田口「基本的には、選手にはやりたいようにやらせてあげたいと思っています。そうしないと、悔いが残るんですよね。間違っていることやおかしいことには意見や指導をしますが、なるべくその選手の思い通りの野球人生を歩ませてあげたいと思っています。(成功するにしても)失敗するにしても、彼らが後悔しないようにしてあげたいですよね」
選手に対して良い意味で放任でいたい、という。もしかしてそれはご自身の経験からのことでしょうか? と聞くと、笑いながら「そのとおりですよ!」と答えてくれた。

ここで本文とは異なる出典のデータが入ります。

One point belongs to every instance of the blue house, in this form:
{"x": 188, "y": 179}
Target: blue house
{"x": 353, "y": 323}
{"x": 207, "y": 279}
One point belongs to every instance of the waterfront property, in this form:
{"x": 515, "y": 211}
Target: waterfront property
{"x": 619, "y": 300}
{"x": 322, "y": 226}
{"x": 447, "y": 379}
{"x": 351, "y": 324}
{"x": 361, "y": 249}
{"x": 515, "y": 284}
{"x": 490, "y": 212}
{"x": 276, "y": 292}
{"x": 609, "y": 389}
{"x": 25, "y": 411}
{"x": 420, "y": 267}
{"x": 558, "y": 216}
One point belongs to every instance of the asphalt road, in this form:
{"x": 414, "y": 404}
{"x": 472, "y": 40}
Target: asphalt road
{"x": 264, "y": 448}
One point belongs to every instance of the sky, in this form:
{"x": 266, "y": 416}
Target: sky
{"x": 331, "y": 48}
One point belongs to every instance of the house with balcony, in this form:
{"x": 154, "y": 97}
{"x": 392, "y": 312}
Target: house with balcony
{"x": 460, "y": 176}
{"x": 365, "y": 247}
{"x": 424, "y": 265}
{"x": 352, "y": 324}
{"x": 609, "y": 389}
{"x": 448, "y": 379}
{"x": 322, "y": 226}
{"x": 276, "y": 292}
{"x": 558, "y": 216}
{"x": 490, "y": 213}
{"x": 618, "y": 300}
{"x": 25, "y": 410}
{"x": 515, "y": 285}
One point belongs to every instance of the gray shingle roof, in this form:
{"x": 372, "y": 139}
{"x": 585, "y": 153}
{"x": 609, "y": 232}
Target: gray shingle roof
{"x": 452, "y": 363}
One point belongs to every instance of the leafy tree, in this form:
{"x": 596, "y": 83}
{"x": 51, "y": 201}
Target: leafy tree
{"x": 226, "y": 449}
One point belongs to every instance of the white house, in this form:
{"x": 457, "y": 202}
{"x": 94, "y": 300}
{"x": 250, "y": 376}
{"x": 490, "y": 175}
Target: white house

田口「学生時代はあまり強くない野球部にいて、ほぼ独学で野球をやっていて、ヒントだけもらって自分で考える野球をしてきたんです。でもプロに入って、キャンプ初日から事細かに指導をされて、自分の頭がついていかなくなりました」
田口「それまで教えられたことがなかったので、指導をされると『プロが言うんだからそうなんだ』と思ってしまったんです。僕が思ってきたことは違ったんだなという理解になってしまって。でも『いや、僕の感覚はこれであってたんだけど……』なんて思いながら、自分の体の感覚を全部変えてしまったんです。最終的には戻すことができたんですけどね」
本当の自分に戻るきっかけとなったのは、故・仰木彬氏との出会いだったそうだ。
田口「仰木監督と出会えた、そのタイミングですね。(内野から)外野にコンバートされて、そこから自信をつけたというところと、やらないとプロの世界からは弾かれるという思いがあったので。ずっと頑張ろうと思ってましたけど、外野にいったことで『これがラストチャンスだな』と」
そこからの田口コーチは、本来の自分の感覚を取り戻すとともに、着実に自信を付けていった。ゴールデングラブ賞やベストナインに選出され、日本代表にも選出されてオリンピックにも出場。さらにはメジャーで二度もワールドチャンピオンになるという快挙も達成したのだった。
■野球を嫌いになった過去
――20年以上野球に携わられていますが、今までに野球を嫌いになったことはありますか
田口「あります。プロ入ってすぐ嫌いになりましたよ。イップスになって突発性難聴にかかったときは、本当にグラウンドに行くのが嫌になりましたよ」
――逃げたくなったり、ちょっと楽になりたいという気持ちにはなりませんでしたか
田口「ずっとなってました。毎日のように『あ~今日グラウンド行きたくないなぁ~』ってなってましたよ(笑)イップスのときは一日何球投げるんだというくらい投げてましたからね。何百球かな。ゴロを捕ってから投げるわけですから、ゴロを捕る数も半端じゃないですよね」
田口「たぶん、根本的には野球のこと好きなんだと思うんですよ。野球が嫌いになったとはいいますけど、それはその時の自分が嫌いなだけで。”野球をうまくやれない自分が”嫌いということなんですよ。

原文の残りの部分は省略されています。